What is left behind is not just more information. Even if we had complete information about the original manuscript of our poem, we wouldn’t have the book itself.
Not exactly. There is a sense in which seeing are red tomato conveys the same information as being told “there is a red tomato here”. Nonetheless,there appears to be a difference between the two cases It is not clear whether the difference consists of some missing information,or something else.
There is nothing to stop Mary computing any algorithms. Humans can run through algorithms in their heads or with pencil and paper. Mary should have no problem since she is stipulated to be a super scientist. What she can’t do is run the algorithm on the same hardware. She can only run it in the conscious/verbal part. not the automatic, unconscious, perceptual part.
Understanding something completely is only equivalent to understanding it’s algorithm if a) it can be decomposed into a software description and a hardware platform. and b) all the significant work is being done by the software, with the hardware being just a neutral platform. Those conditions are not fulfilled in all cases.
We have seen that Mary actually can run through any algorithm, and if your expectation is that she still doesn’t understand what colours look like, that would be a case where the hardware is making a difference.
She doesn’t know everything by definition; she knows everything physical by definition. That doesn’t tell us whether she would be able to figure out how things seem, phenomenally, from the inside. If we had instances of being able to successfully predict qualia from physics or neurology or whatever, there would be no need for an intuition-based parable like Mary’s room. As it is. how much Mary would be able to figure out about her qualia is not something we know in advance: instead, our reaction to the story tells us what we think the answer is.
I am still at the very beginning of learning math, so maybe I am completely confused here. I do not see how there can be a difference without any difference of information content. How the information are interpreted has a bearing on the information content, because humans are not partly software and partly hardware. Brains are physical, chemical systems. Any difference in the processing of sensory information would have a bearing on the measure of the brains Kolmogorov complexity. Therefore, even if the difference between Mary before and after her retina operation is not due to new sensory information, any difference in how previous information are being processed is equivalent to a difference of the neurological makeup of her brain, and therefore its algorithmic complexity.

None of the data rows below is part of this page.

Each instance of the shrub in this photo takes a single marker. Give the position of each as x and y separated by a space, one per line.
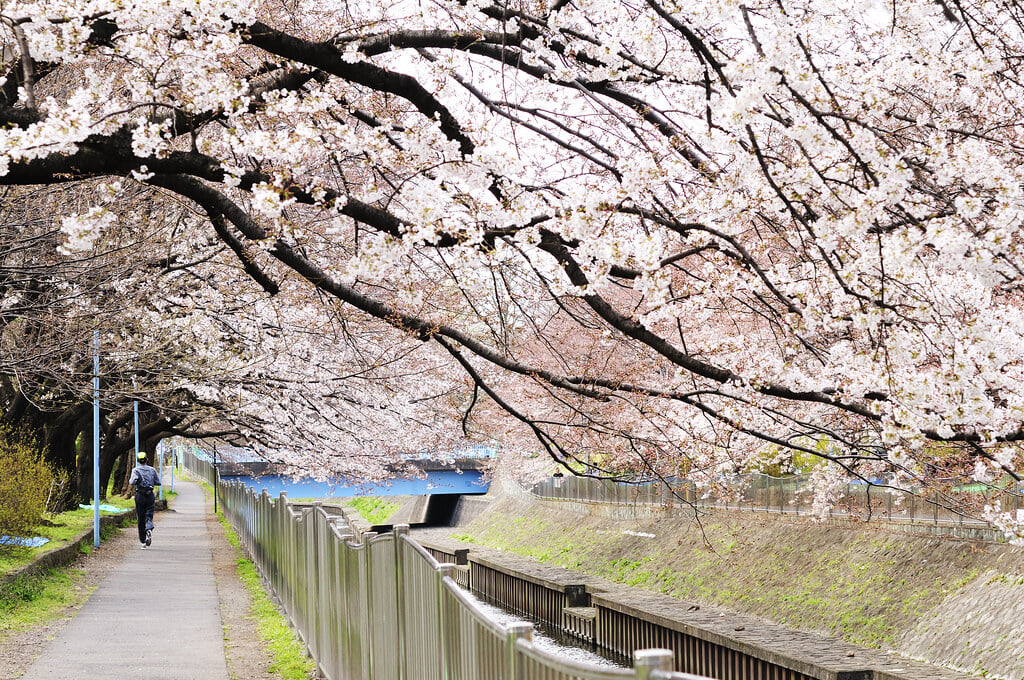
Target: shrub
25 482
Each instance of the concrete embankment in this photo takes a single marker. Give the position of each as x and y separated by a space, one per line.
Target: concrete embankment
948 601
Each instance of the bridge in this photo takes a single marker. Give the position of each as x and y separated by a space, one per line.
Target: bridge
372 605
462 472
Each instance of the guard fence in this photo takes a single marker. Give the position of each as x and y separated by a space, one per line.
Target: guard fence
953 502
381 607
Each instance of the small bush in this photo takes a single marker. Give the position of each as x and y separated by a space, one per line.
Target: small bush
25 482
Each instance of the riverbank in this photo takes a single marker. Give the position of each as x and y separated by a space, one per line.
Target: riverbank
948 601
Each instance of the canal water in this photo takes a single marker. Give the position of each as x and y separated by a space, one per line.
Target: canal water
552 641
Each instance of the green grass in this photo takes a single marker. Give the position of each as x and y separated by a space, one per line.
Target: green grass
374 509
60 529
33 600
290 660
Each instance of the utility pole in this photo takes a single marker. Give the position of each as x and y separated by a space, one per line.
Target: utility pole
95 440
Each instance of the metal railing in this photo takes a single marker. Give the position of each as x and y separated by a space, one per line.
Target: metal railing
383 608
197 464
958 502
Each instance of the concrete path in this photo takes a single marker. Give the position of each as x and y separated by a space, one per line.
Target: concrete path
156 617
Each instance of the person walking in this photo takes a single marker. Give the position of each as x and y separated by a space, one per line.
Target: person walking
143 478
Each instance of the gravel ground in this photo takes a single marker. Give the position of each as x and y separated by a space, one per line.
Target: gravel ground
246 656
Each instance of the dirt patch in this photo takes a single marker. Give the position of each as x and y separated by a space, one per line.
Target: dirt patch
18 650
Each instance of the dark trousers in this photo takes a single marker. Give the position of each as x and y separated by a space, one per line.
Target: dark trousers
143 509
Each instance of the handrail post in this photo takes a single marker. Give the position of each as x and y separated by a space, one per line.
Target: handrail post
443 625
399 585
512 633
645 662
369 614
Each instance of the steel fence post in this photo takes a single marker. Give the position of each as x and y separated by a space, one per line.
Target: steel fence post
399 584
515 632
443 625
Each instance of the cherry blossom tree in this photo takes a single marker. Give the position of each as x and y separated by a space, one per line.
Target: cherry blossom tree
650 237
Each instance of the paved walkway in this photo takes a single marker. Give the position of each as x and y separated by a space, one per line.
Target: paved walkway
156 617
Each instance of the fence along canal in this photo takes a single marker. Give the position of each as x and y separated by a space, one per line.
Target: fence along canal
376 607
383 606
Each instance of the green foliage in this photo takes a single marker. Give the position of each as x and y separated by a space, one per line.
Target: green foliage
36 599
25 482
290 660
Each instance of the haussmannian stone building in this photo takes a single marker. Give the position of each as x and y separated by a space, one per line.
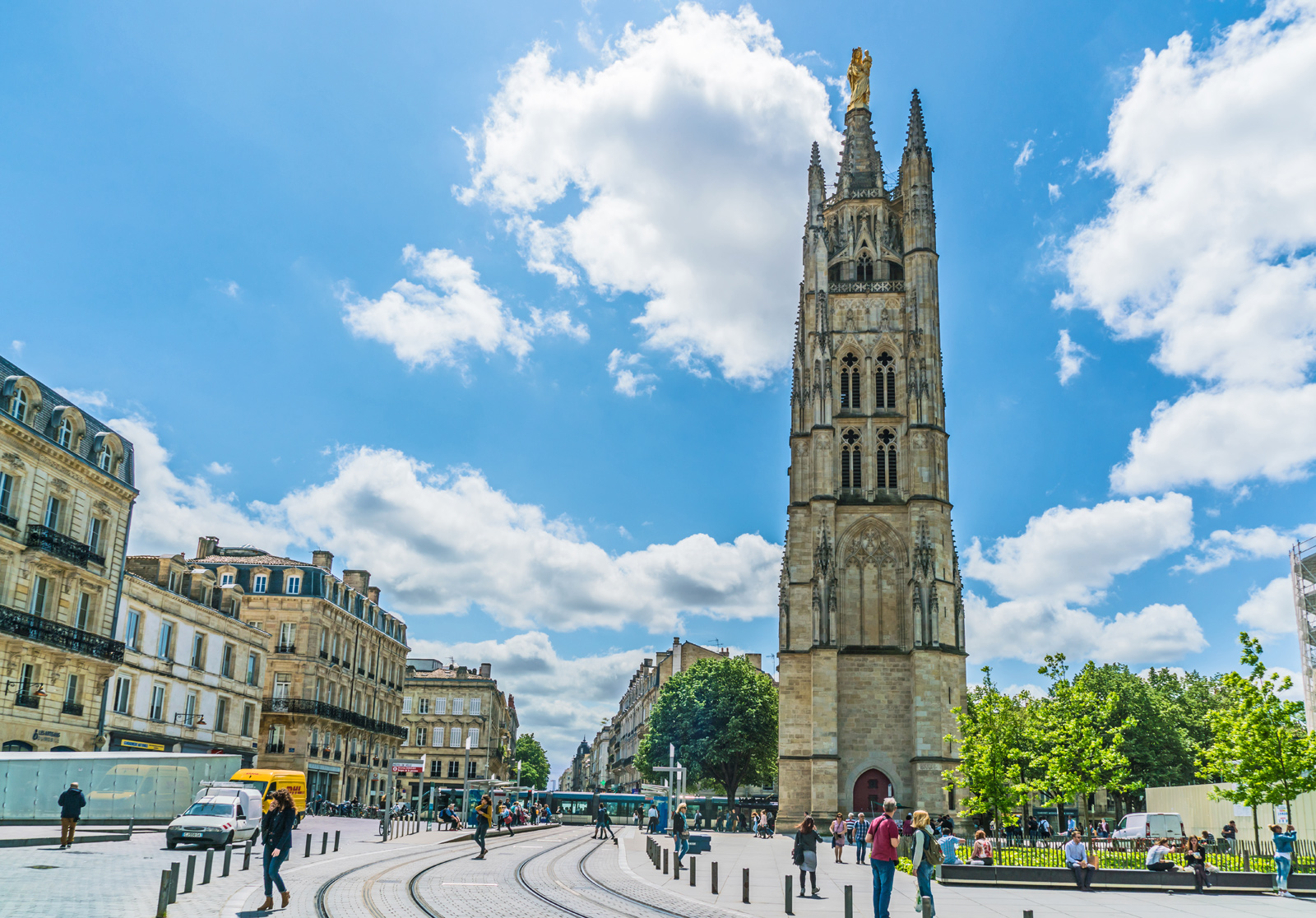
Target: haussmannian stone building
333 679
872 623
66 494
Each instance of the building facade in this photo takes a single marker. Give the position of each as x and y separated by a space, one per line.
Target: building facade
444 707
192 674
333 682
872 623
631 721
66 494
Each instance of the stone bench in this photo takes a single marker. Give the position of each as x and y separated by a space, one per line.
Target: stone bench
1059 878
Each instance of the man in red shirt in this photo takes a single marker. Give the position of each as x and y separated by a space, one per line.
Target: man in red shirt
883 846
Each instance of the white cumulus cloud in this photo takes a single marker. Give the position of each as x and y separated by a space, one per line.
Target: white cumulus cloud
434 320
1207 248
688 149
1065 560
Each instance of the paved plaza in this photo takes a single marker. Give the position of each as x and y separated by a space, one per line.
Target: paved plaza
541 874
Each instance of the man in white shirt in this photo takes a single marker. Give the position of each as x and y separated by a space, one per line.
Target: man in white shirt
1076 859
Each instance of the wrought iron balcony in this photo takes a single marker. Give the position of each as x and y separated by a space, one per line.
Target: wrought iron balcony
43 630
44 538
332 712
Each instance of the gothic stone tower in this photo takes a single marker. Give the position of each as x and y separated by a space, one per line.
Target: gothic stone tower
872 621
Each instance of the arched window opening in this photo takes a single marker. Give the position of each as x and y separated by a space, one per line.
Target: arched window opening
850 459
886 380
19 406
850 378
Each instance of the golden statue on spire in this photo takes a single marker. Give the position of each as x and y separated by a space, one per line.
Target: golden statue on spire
861 63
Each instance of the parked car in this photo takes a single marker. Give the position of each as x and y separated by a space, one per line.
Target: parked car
1149 826
224 813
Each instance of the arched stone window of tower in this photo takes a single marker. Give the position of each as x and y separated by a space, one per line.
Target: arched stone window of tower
885 459
850 387
850 459
886 380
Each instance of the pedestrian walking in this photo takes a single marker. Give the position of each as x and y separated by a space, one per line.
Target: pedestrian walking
861 838
1283 856
484 817
837 837
72 804
681 832
276 837
806 852
885 841
924 858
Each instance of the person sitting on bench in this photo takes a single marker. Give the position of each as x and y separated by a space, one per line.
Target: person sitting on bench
1156 858
1076 859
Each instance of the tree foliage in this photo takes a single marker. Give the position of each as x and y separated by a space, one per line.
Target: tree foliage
535 762
721 717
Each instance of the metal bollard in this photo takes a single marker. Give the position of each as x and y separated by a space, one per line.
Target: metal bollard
162 900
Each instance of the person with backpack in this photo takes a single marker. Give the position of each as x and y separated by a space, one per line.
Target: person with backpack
927 855
885 845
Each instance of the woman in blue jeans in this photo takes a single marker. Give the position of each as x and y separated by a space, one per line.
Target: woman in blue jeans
276 836
923 869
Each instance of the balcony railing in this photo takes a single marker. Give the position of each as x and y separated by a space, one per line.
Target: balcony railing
332 712
43 630
26 700
44 538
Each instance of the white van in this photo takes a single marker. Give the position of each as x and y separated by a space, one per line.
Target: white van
224 812
1151 826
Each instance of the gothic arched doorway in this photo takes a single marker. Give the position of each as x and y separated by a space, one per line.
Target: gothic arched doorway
870 790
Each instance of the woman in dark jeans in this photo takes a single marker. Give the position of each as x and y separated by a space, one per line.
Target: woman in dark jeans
276 836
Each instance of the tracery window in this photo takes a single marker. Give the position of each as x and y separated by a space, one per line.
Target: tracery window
885 459
886 380
852 475
850 379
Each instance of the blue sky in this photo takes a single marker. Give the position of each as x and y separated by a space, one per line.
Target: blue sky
206 230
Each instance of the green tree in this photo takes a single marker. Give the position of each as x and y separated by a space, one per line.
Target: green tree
535 762
1261 742
994 755
721 717
1076 740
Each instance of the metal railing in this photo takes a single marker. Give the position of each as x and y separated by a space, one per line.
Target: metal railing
43 538
43 630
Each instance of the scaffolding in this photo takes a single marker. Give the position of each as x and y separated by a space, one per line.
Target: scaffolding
1303 573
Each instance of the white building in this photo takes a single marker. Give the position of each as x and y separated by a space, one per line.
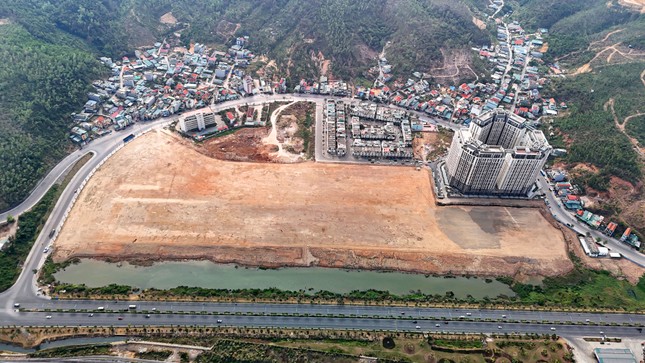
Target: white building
197 120
496 155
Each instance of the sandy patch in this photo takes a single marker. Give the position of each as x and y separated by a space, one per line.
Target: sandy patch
190 206
168 18
478 23
638 5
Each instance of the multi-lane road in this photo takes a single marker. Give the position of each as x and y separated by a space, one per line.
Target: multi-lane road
65 312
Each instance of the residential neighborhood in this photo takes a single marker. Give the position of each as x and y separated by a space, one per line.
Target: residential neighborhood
165 80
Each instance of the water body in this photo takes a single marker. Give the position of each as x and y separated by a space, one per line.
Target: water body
206 274
61 343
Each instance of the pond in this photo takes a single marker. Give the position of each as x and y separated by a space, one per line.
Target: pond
206 274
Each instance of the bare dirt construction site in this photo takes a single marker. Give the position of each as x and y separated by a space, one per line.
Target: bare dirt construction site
243 145
159 199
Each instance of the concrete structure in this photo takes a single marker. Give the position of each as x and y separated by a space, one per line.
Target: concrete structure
497 155
614 355
197 120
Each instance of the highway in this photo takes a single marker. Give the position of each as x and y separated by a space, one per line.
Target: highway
329 316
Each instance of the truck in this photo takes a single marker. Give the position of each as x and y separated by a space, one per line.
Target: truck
128 138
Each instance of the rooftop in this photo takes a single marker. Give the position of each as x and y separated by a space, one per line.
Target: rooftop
614 355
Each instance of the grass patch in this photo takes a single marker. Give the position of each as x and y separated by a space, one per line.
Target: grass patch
73 351
584 288
159 355
636 128
29 226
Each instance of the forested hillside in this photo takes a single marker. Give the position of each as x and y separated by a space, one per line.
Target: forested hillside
573 24
40 86
48 47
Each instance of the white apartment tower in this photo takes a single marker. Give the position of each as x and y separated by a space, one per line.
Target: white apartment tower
197 120
496 155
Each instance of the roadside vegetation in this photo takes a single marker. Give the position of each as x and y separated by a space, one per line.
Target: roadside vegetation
577 290
73 351
160 355
584 289
30 225
41 85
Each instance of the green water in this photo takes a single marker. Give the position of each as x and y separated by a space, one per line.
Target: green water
210 275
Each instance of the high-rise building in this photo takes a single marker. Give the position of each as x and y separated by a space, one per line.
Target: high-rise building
197 120
496 155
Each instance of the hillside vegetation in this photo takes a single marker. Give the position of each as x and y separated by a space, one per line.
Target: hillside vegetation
49 47
573 24
595 138
41 84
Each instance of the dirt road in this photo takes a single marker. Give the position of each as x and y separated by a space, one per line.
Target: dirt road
158 199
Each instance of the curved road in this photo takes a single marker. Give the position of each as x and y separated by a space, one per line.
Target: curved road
24 290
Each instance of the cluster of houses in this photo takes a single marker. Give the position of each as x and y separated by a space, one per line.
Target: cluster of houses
324 86
569 195
164 80
514 83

There can’t. But that doesn’t mean you can work back from information to medium.
It can hardly be disputed that qualia convey or encapsulate information. Yet the Mary story suggests something rather strange — that, although she has all the (physical) information about how colour works, she gains some extra information when she sees colours for the first time.
Information is something that is copied and transferred from place to place. That being the case, something is always left behing, namely the original basis (or format or medium or physical instantiation) of the information. Consider an epic poem in an oral tradition, that is then written down in manuscript, the text of which is then used in a printed book, which is then transferred to microfilm, which is then made into a CDROM. There is no way someone who has access to the CDROM could work backwards to the previous incarnations.
What is left behind is not just more information. Even if we had complete information about the original manuscript of our poem, we wouldn’t have the book itself.